Honduras upholds industrial lobster diving ban
After the Honduran government agreed to a ban on industrial lobster diving, organizers consider the recent Third Annual Lobster Symposium in La Ceiba, Honduras, a success.
“The government of Honduras … stated that the ban for the diving lobster fishery will be done by mid-2013. A transition national diving plan is being established,” said Jimmy Andino, chief of party for Global FISH Alliance’s Spiny Lobster Initiative-Honduras.
Honduras has one year left on a two-year exemption from industrial lobster diving, and environmental groups were concerned before the meeting that the ban would not be enforced in 2013. The Lobster Symposium was organized by Global FISH Alliance’s Spiny Lobster Initiative, which promotes better management practices to increase lobster populations and includes corporations such as Darden.
“If the Honduran scuba diving issue is not amended, it will no doubt affect Honduras’s ability to maintain and grow markets in the future,” said Roger Bing, VP of seafood purchasing for Darden Restaurants.
The industrial diving ban is important as international foodservice buyers seek more sustainable lobster sources.
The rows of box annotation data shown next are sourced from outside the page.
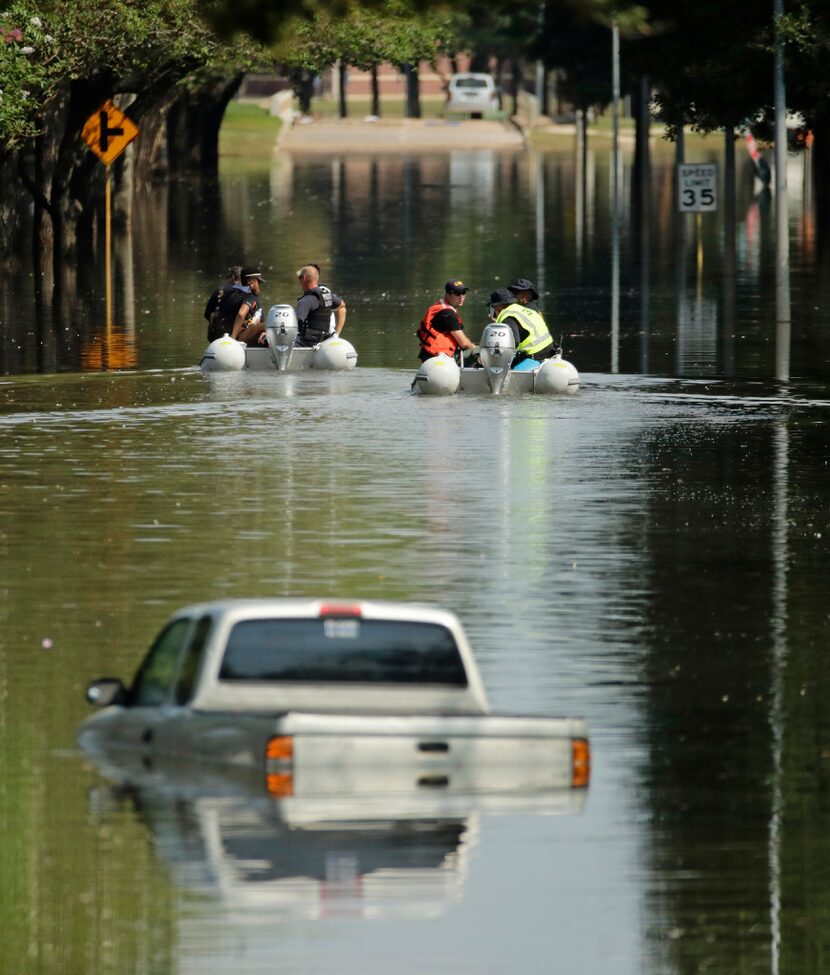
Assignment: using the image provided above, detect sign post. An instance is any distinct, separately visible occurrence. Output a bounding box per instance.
[81,98,139,329]
[677,163,718,290]
[677,163,718,213]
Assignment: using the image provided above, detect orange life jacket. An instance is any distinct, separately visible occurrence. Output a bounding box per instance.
[417,299,461,356]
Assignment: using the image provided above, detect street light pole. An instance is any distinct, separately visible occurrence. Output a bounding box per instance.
[773,0,790,382]
[611,17,620,373]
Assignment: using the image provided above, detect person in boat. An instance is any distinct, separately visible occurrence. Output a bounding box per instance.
[507,278,541,314]
[487,288,560,368]
[294,264,346,346]
[218,266,267,345]
[416,278,476,362]
[205,264,242,342]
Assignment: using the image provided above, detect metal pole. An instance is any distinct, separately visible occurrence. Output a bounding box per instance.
[773,0,790,382]
[611,19,620,373]
[104,166,112,335]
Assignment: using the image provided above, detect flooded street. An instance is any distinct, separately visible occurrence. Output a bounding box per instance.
[0,137,830,975]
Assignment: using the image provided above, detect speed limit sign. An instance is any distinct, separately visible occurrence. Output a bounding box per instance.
[677,163,718,213]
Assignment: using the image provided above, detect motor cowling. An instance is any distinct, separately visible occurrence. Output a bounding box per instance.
[412,353,461,396]
[265,305,300,372]
[479,324,516,396]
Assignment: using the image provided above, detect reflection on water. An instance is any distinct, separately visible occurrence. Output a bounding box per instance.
[0,139,830,379]
[0,137,830,975]
[90,755,584,925]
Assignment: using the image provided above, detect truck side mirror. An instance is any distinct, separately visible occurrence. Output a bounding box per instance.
[86,677,127,708]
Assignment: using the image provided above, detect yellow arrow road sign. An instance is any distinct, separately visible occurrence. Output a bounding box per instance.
[81,99,139,166]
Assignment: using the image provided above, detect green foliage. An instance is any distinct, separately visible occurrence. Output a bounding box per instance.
[275,0,468,72]
[0,0,57,146]
[0,0,273,150]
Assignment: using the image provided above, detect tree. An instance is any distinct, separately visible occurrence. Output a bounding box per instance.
[0,0,272,264]
[275,0,467,116]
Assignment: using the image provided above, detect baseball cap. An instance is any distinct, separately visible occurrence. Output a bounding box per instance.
[444,278,470,295]
[508,278,539,301]
[489,288,516,305]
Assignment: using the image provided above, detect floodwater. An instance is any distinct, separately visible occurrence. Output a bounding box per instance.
[0,132,830,975]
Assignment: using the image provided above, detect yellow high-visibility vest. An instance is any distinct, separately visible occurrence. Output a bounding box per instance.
[496,301,553,355]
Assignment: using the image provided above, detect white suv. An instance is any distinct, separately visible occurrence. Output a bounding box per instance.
[447,73,499,115]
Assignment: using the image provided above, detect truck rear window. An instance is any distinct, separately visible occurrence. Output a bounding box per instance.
[219,617,467,687]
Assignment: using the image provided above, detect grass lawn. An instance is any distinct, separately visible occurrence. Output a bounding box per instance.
[311,95,504,119]
[219,101,282,159]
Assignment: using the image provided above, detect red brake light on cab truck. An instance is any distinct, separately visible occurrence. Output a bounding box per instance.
[320,603,363,617]
[571,738,591,789]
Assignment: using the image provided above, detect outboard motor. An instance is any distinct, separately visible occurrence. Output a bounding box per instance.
[479,325,516,396]
[265,305,299,372]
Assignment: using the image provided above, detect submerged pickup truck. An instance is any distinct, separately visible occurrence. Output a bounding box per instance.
[79,599,590,795]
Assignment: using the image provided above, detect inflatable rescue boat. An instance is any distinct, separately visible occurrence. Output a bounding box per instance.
[199,305,357,372]
[412,324,579,396]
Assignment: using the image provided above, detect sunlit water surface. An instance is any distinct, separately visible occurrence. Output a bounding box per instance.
[0,137,830,975]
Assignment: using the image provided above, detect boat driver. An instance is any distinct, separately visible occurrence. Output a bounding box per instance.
[487,288,561,368]
[416,278,476,365]
[294,264,346,346]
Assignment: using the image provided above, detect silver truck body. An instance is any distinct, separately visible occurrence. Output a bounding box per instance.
[79,599,589,796]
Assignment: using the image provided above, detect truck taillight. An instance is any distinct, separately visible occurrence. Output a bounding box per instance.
[571,738,591,789]
[320,603,363,617]
[265,735,294,762]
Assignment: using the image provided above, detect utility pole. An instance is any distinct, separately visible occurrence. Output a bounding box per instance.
[773,0,790,382]
[611,17,620,373]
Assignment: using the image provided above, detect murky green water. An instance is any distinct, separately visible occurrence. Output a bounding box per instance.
[0,139,830,975]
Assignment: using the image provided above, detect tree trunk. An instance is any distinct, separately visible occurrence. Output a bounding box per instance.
[337,61,349,118]
[291,68,314,115]
[805,104,830,259]
[401,64,421,118]
[167,74,242,175]
[371,64,380,118]
[510,58,521,115]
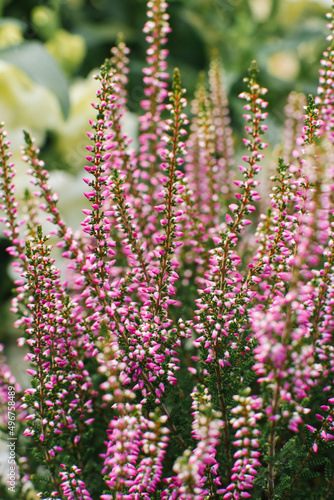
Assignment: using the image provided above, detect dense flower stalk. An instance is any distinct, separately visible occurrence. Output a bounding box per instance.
[0,0,334,500]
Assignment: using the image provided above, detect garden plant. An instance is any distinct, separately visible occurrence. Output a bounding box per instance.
[0,0,334,500]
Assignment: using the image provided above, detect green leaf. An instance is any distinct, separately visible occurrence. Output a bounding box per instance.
[0,42,70,118]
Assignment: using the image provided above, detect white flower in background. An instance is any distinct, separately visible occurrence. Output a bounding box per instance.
[0,61,137,233]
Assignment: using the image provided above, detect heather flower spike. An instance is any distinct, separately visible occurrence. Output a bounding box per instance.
[0,0,334,500]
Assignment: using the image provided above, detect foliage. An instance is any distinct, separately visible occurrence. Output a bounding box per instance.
[0,0,334,500]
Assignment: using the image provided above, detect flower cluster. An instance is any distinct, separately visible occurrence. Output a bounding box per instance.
[0,0,334,500]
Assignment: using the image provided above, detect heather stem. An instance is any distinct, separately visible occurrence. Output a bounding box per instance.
[268,381,280,500]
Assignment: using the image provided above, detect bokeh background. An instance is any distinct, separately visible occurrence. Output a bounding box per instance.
[0,0,331,376]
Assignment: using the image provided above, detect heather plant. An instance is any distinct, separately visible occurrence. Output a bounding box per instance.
[0,0,334,500]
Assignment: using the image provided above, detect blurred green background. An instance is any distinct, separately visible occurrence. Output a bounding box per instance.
[0,0,331,352]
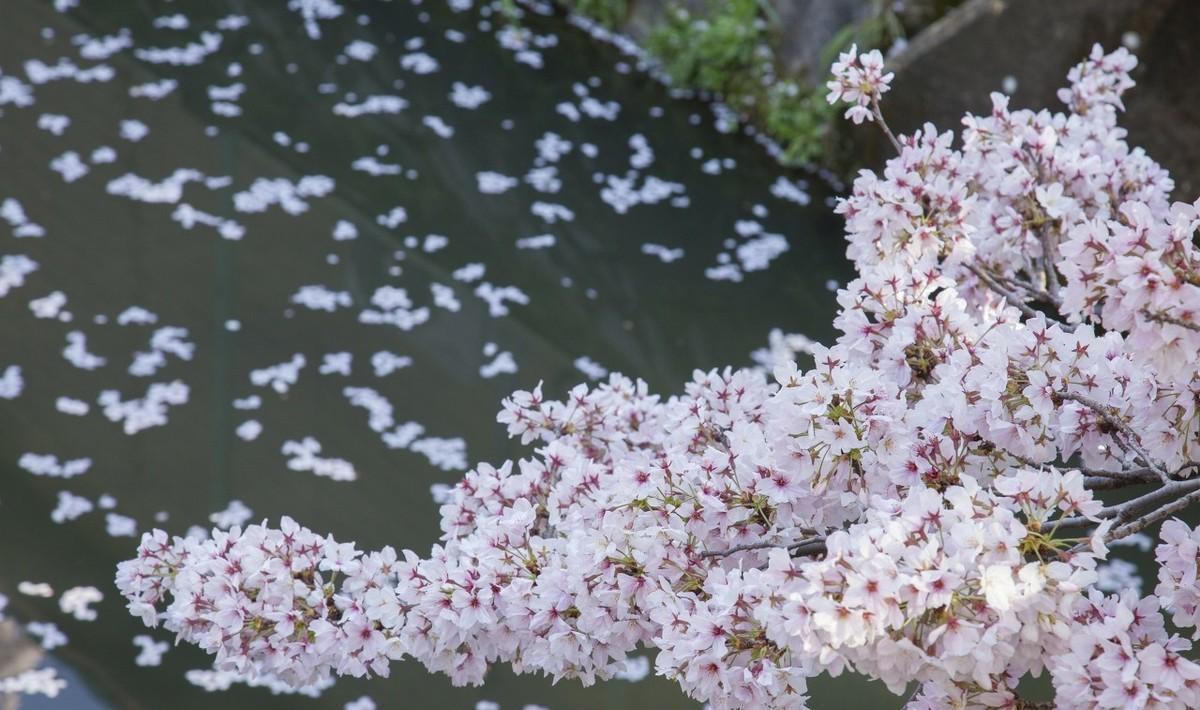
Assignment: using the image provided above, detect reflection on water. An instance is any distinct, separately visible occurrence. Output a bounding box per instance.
[0,0,895,709]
Darden — one of the largest buyers of lobsters globally — will not buy lobsters that are trawl-caught or scuba dive-caught, said Bing.
“We have also withdrawn purchasing from fisheries that have not demonstrated sustainable harvesting practices,” said Bing.
While many support the ban, there are some concerns from the Honduras spiny lobster industry.
“There are a number of issues, [primarily] finding alternative jobs for the scuba divers. Some of the scuba divers feel they need more time to convert to the trap-caught process,” said Bing.
Nearly 40 lobster representatives and a number of government officials attended the meeting. Members of the Association of Active Divers Moskitia met with Association of Boat diving, to develop strategies to make the 2012-2013 fishing season more organized and safe, according to Andino.